Are these alerts' threshold correct ?
2. Bug Details:
a) Architectures: 64-bit Intel EM64T/AMD64
x86_64
b) Bugzilla Dependencies:
c) Drivers or hardware dependencies:
d) Upstream acceptance information:
e) External links:
f) Severity (H,M,L):
M
g) How reproducible:
Always
h) Steps to Reproduce:
1. Configure ClusterLogForwarder to forward logs to not exist receiver(e.g. external elasticsearch).
This causes continuous errors in fluentd.
2. Wait for a hour.
i) Actual results:
Neither FluentDHighErrorRate nor FluentDVeryHighErrorRate are fired even when fluentd is outputting errors continuously.
In our environment, the following expression does not exceed 6 even when fluentd is outputting errors continuously.
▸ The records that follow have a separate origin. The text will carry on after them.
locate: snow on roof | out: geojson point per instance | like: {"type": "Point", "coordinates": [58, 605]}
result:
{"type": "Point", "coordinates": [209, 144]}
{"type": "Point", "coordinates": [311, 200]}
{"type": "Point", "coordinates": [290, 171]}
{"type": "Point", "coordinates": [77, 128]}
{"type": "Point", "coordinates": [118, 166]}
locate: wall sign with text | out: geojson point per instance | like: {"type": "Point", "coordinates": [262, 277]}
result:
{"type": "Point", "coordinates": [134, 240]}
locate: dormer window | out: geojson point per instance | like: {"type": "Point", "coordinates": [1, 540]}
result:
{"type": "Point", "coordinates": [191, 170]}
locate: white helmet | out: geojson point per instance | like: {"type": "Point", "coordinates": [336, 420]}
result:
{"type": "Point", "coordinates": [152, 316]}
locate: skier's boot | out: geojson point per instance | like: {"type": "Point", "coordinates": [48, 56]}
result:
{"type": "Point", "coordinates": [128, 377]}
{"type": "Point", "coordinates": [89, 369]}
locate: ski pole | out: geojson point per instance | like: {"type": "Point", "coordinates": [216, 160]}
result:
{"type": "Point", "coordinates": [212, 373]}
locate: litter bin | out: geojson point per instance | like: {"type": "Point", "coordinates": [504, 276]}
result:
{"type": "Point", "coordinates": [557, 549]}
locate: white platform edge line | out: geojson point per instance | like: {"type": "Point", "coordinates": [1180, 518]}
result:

It can never reach FluentDHighErrorRate threshold(10), so FluentDHighErrorRate is never fired.
100 * (sum by(instance) (rate(fluentd_output_status_num_errors[2m])) / sum by(instance) (rate(fluentd_output_status_emit_records[2m]))
j) Expected results:
FluentDHighErrorRate and FluentDVeryHighErrorRate are fired when fluentd is outputting errors continuously.
k) Additional information
Alert Settings
name: FluentDHighErrorRate
expr: 100 * (sum by(instance) (rate(fluentd_output_status_num_errors[2m])) / sum by(instance) (rate(fluentd_output_status_emit_records[2m]))) > 10
for: 15m
labels:
severity: warning
annotations:
message: {{ $value }}% of records have resulted in an error by fluentd {{ $labels.instance }}.
summary: FluentD output errors are high
name: FluentDVeryHighErrorRate
expr: 100 * (sum by(instance) (rate(fluentd_output_status_num_errors[2m])) / sum by(instance) (rate(fluentd_output_status_emit_records[2m]))) > 25
for: 15m
labels:
severity: critical
annotations:
message: {{ $value }}% of records have resulted in an error by fluentd {{ $labels.instance }}.
3. Business impact:
Because of this issue, users may not notice fluetnd abnormality from alerts.
So users cannot take a early response. Finally it may cause user lost their logs.